For many people, science is no longer an indisputable enterprise that builds knowledge and defines the progress of our society. Highly publicized cases of scientific misconduct, misrepresentation or oversimplification by the media, and the low reproducibility of research results have created an impression that science in general cannot be trusted. A YouTube video with the title “Is There a Reproducibility Crisis in Science? ” has more than 300 000 views, “Is Science Reliable? ” has more than 400 000, and “Is Most Published Research Wrong? ” has more than 2.4 million; other online publications and videos with similar titles abound. For comparison, the NOVA PBS video “What Makes Science True? ,” which explains the ability of science to eventually correct misleading results, has only 39 000 views on YouTube.

Scientific research does not take place in a vacuum; it is directly connected to the politics of society because most research is funded with taxpayers’ dollars. The general public and members of the US Congress are increasingly asking, Why should money be wasted on unreliable and, consequently, useless research?

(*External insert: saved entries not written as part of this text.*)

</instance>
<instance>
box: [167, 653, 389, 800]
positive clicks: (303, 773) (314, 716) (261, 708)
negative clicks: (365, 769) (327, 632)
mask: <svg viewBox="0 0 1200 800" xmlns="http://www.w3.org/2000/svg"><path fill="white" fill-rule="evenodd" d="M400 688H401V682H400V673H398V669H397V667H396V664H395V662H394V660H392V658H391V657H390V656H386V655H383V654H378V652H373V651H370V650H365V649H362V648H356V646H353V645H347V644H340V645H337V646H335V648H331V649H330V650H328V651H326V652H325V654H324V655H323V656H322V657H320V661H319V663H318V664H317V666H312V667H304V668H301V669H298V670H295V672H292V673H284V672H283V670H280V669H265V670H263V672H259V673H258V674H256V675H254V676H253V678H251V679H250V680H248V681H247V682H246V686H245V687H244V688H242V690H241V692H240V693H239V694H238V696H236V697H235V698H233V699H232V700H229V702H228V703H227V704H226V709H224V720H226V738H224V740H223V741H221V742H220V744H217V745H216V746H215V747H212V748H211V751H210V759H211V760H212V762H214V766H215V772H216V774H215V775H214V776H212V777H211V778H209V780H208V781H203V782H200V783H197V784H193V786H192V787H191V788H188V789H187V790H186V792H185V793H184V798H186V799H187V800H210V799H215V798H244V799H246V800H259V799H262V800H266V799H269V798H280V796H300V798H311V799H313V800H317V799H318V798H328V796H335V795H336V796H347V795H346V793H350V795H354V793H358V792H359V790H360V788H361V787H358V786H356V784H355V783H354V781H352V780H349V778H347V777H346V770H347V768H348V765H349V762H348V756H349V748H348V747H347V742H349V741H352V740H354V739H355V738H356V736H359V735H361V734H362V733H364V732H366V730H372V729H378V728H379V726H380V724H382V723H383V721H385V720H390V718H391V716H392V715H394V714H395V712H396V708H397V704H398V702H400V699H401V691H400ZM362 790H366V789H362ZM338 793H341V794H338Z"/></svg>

Scientific misconduct has been discussed extensively by federal funding agencies, and in 2000 the White House Office of Science and Technology Policy adopted a specific definition for research misconduct to be applied across all government agencies. According to that definition, research misconduct means “fabrication, falsification, or plagiarism (FFP) in proposing, performing, or reviewing research, or in reporting research results.” A published analysis of data on FFP and the reproducibility of research results shows that although physics and related sciences are definitely not immune, they fare better than biology, medicine, psychology, and other branches of science. ^1–5

The most likely reasons for that difference are that physics is a quantitative science and is governed by a set of major laws. So, it is especially sad to see some research papers include statements and conclusions that directly violate those laws and misuse scientific terminology. For example, I know of papers reporting solar cells, LEDs, photodetectors, and other devices with efficiency over 100%. Interestingly, soon after those results were published came new reports that claimed 250%, 60 000%, and even higher efficiency.

An important question is, What separates good science from bad—is it a narrow line or a gray area? These days, one can find physics and engineering papers stating that a presented result, approach, or method “has opened the door for a revolutionary device design,” or “offers an unmatched portfolio of properties,” or “leads to fabrication strategies not possible with traditional technology,” or “will find use in widespread technological applications,” and so forth. Definitely, such statements cannot be considered FFP. At the same time, they cannot be proven. Many of my colleagues consider exaggerations and overstatements to be a first step into the gray area that separates honest science from everything else.

Physical constants are universal; it does not matter when, how, or by whom measurements and calculations were performed, as long as they were performed and reported correctly. Similarly, scientific definitions are useful only if they have been applied properly, and any deviation from the established norm should at least be explained. Overstatements, misuses of scientific definitions, and exaggerations of research results, often due to the pressure to publish and the competition for funding, do not fall under the umbrella of FFP. Nevertheless, they do harm the reputation of science (as well as the reputation of the authors) and should not be tolerated by the reviewers and editors of research journals.

It is well known that reputation is hard to build and easy to lose; however, it is even harder to rebuild. We still have a chance to rebuild the reputation of science, but we have to start as soon as possible.